Many people get very intimidated when it comes to financial statements, but the reality is that if you can read a nutrition label on a food box, you can learn how to read and understand a financial statement.
What Are Financial Statements?
In the world of business, there are two main streams of money movement. The first is income or the money that comes into the business from investors or from the selling of their products or services. The second is expenses or the money that is going out of the business to pay for equipment, office space, and the salaries of their employees.
Financial statements help to make sense of the money moving in and out so that a business can know if they have healthy cash flow as well as for taxes and duties. The main financial statements that businesses look at are balance sheets, income statements, and cash flow statements. Let’s go into each one of these in more detail.
A balance sheet is a financial statement that gives information on a company’s liabilities, assets, and potential shareholder equity.
Assets are things that a company owns that have monetary value, such as real estate, inventory, or equipment. These assets could be sold for money in order to be used as collateral. If the company also has a war chest of cash, this cash can be considered an asset on the balance sheet.
Liabilities are amounts of money that the company owes to someone else. This can include things like loan payments, rent for the office space, and payroll to workers. Liabilities can also include promised goods or services that are to be delivered or performed to a customer by a certain date.
Most balance sheets use the following equation:
Assets = Liabilities + Shareholder’s Equity
A balance sheet will typically list the assets of the company on the left-hand side, and the liabilities on the right-hand side of the report. This balance sheet provides a snapshot of a company to help them see where they currently stand with assets and liabilities.
A business needs to know how much money they brought in within a certain time frame. Income statements are designed to show just that. The income statement also will show the costs or expenses that were required to bring in that money to show you if you actually made a profit, or went into a deficit.
One way to think about an income statement is to imagine a set of stairs. When you start at the top of the stairs, you are viewing the total amount of sales made during the specified time period. As you go down each step, you are making deductions for certain costs or expenses that you incurred for operation. As you make it to the bottom of the stairs, you will see if there was any money left over, or if you went into a negative position. Understanding each step can give you the power to know what steps can be eliminated altogether in order to improve your bottom line, or which steps can be reduced in cost.
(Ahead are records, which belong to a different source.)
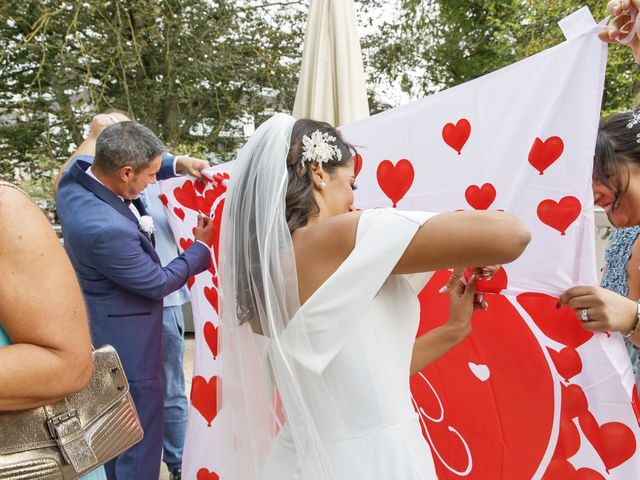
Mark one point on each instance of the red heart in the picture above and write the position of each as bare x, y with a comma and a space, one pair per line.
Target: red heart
587, 474
204, 474
395, 181
217, 220
204, 202
185, 243
561, 469
211, 337
568, 439
567, 362
497, 283
635, 402
186, 195
204, 397
574, 401
457, 135
559, 324
559, 215
480, 198
199, 185
614, 441
543, 154
357, 164
212, 296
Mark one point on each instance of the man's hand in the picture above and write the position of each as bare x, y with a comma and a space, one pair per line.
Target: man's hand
103, 120
191, 166
205, 231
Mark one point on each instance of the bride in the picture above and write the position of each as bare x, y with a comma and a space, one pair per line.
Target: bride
319, 311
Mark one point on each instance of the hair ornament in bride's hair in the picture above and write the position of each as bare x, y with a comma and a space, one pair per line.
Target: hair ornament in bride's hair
317, 148
634, 121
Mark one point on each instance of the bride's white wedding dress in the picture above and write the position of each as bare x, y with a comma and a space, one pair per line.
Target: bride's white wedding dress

Understanding these different steps that deduct income is very important and requires analysis to pinpoint places where the company may be bleeding money. This is the job of most accounting departments to make sure that there wasn’t an accounting error to determine which process or step in the process may need additional refining or elimination.
Cash Flow Statements
This is where most businesses live or die. If you are spending money faster than you are bringing it in, then you have a recipe for disaster. A cash flow statement shows the net increase and decrease in cash in a specified period of time. The biggest difference between this statement and an income statement is that this statement will actually tell you if the business generated cash.
This report shows changes over time rather than absolute dollar amounts since the purpose of this report is to show cash generation. Most cash flow statements include operating activities, investing activities, and financing activities.
As you can see, having accurate financial statements can be imperative to help any business determine how much money they have made, how much they have spent, and if they are generating it fast enough to stay afloat. Accounting departments live and breathe by these financial statements to ensure that the business has a steady influx of cash being generated, as well as pinpoint areas that may need some refining or elimination in order to keep the company in a healthy financial state.
Most business executives look at these three reports at least once a week. Understanding where your money is coming from and how it is being spent is a core factor in keeping a company healthy and viable for the future.